Title: On Logistics And Huge Cargo
Warnings: gen, comedy, crack
Continuity: G1 (part of ultharkitty's Dysfunction AU)
Characters: Swindle, Vortex, Blast Off
Rating: PG
Disclaimer: Sadly, nothing is mine.
Summary: Swindle has a problem that only one team mate can solve.
Beta: ultharkitty

Note: Written for ultharkitty. :)


On Logistics And Huge Cargo

Vortex was sipping his energon when Blast Off stomped into the rec-room.

"No!" the shuttle spat, causing Vortex to frown in confusion.

"Ah, c'mon…" Only when Swindle followed did the scene made sense - kind of, and apparently neither paid any attention to him.

"You're big, and roomy, and practically built for this purpose," the businessmech carried on with that charming tone of his.

Vortex' fingers around the cube twitched, but he couldn't suppress the grin building on his lips at the roomy statement. He pondered on agreeing, though soon decided against it. It was funnier to see what would happen - not that Vortex knew what was really going on.

"I said no. And don't you dare ask me again. I'm not responsible for your business or how you get your cargo to your human customers." The shuttle went to the energon dispenser, taking a cube, and glared back at Swindle.

"But it's valuable cargo…"

"Be quiet! No more 'buts' or 'ors', and don't give me that 'Onslaught said' slag again!"

Uh-oh… Blast Off seemed to be really angry.
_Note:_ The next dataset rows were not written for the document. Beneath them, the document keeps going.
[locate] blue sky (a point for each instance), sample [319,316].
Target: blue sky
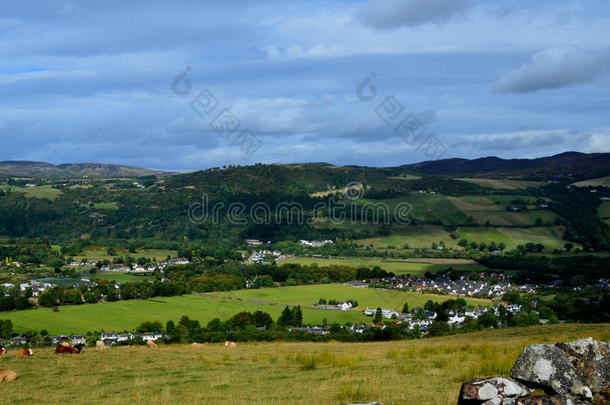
[85,81]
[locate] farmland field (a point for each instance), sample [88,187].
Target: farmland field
[604,209]
[424,371]
[415,236]
[550,237]
[503,184]
[98,253]
[366,297]
[414,267]
[127,315]
[119,277]
[35,192]
[602,181]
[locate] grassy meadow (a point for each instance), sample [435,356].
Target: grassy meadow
[45,191]
[99,253]
[503,184]
[127,315]
[426,371]
[366,297]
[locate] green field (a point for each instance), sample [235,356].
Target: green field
[415,236]
[118,277]
[422,371]
[602,181]
[99,253]
[415,267]
[366,297]
[604,209]
[503,184]
[550,237]
[35,192]
[127,315]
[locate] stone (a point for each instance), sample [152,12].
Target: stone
[490,391]
[591,360]
[547,367]
[551,400]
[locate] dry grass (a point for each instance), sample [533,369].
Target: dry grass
[427,371]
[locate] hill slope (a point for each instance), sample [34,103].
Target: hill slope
[23,168]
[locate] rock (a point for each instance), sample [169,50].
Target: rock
[591,360]
[551,400]
[490,391]
[547,367]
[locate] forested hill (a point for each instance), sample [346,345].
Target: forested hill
[23,168]
[575,165]
[295,179]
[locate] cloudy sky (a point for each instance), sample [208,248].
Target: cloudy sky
[92,81]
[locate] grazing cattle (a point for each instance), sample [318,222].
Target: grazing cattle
[25,353]
[8,376]
[61,349]
[199,344]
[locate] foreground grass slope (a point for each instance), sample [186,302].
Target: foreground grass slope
[427,371]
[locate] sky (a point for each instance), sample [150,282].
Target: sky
[188,85]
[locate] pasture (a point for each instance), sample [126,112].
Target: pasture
[413,236]
[503,184]
[604,209]
[119,277]
[127,315]
[45,191]
[425,371]
[415,267]
[601,181]
[366,297]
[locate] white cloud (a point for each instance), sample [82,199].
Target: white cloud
[397,13]
[555,68]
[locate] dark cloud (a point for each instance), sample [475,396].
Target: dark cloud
[556,68]
[397,13]
[90,81]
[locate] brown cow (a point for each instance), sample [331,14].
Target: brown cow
[61,349]
[25,353]
[8,376]
[199,344]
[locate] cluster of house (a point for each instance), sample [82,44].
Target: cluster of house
[36,286]
[314,243]
[259,256]
[461,287]
[415,318]
[136,268]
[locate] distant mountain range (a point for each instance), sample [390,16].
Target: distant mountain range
[569,164]
[573,165]
[70,170]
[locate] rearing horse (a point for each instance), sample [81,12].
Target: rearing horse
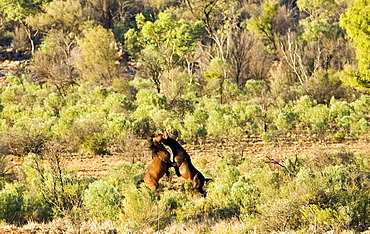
[183,165]
[160,163]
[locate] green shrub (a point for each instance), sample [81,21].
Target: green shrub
[11,202]
[102,200]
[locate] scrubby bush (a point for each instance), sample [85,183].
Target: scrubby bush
[11,202]
[102,200]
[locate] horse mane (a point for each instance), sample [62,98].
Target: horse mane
[172,142]
[155,150]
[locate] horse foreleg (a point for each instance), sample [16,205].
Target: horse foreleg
[198,184]
[177,170]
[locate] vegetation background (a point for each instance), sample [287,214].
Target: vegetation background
[89,78]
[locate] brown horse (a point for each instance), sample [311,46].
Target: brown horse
[160,163]
[183,165]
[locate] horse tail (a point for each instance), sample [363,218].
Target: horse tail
[138,183]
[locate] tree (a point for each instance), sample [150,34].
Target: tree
[53,62]
[96,62]
[66,16]
[262,25]
[162,45]
[356,22]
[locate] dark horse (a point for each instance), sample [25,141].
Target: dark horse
[160,163]
[183,165]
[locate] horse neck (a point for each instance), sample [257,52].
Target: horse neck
[159,146]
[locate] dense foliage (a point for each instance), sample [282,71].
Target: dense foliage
[96,76]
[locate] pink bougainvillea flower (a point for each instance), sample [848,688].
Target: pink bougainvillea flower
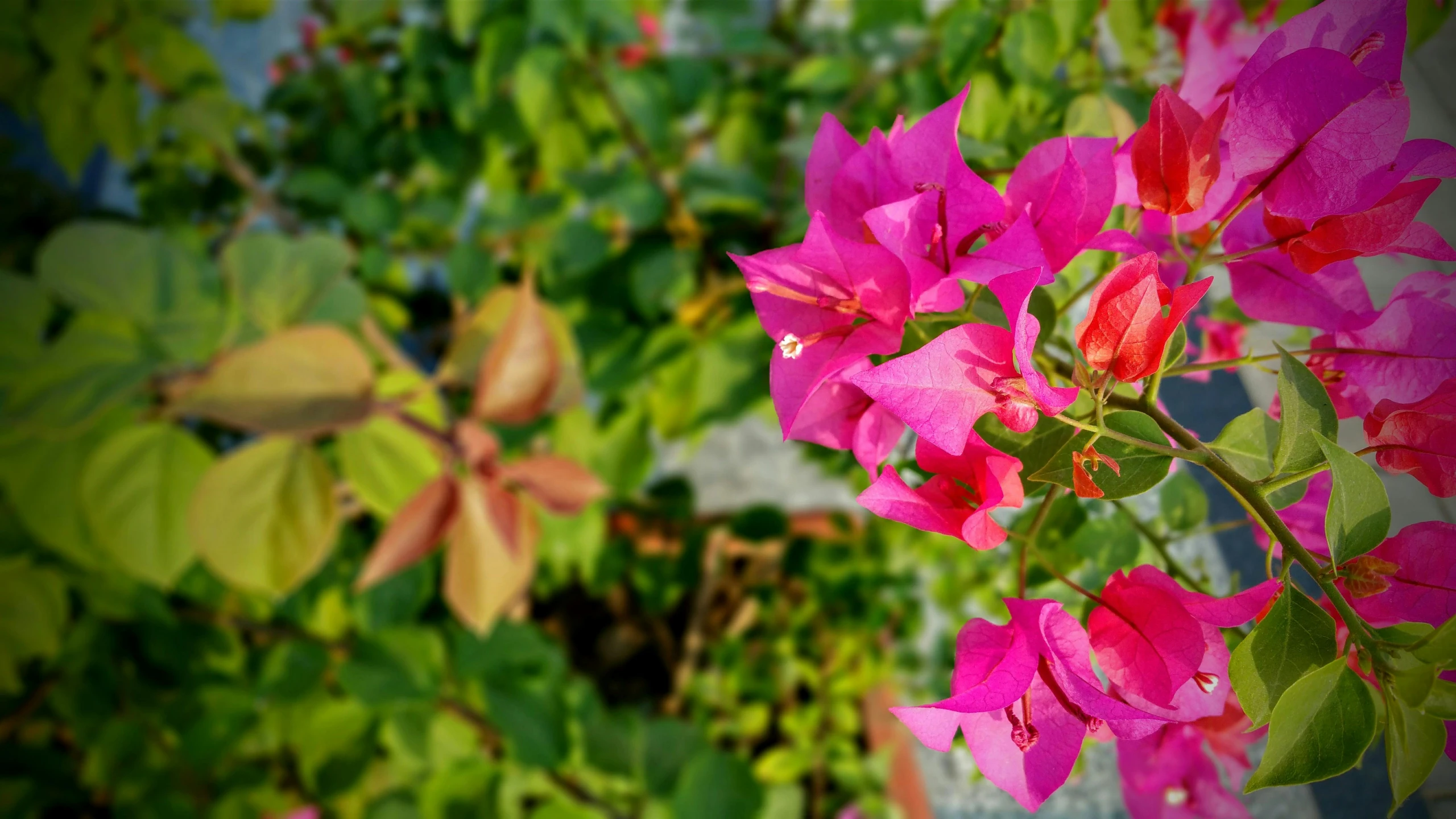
[826,302]
[1169,776]
[944,388]
[1387,228]
[1269,288]
[947,200]
[1411,346]
[1068,183]
[841,416]
[1369,34]
[1318,135]
[1423,584]
[1418,437]
[1222,340]
[1176,155]
[1305,518]
[1126,330]
[1161,644]
[960,496]
[1027,700]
Vortex' grin broadened when he saw Swindle wince.

"If you're so desperate, ask Vortex!" Blast Off growled. He didn't even look at the 'copter as he mentioned him, and just walked out.

Swindle kept standing in the room for another moment in which he eyed Vortex.

Vortex tipped his head to a side, and was about to say something, but Swindle was quicker.

The businessmech ran after the shuttle, crying pleadingly. "But Blast Off! Three elephants will never fit into his cargo hold…"

After a moment of confused astonishment, Vortex doubled up laughing.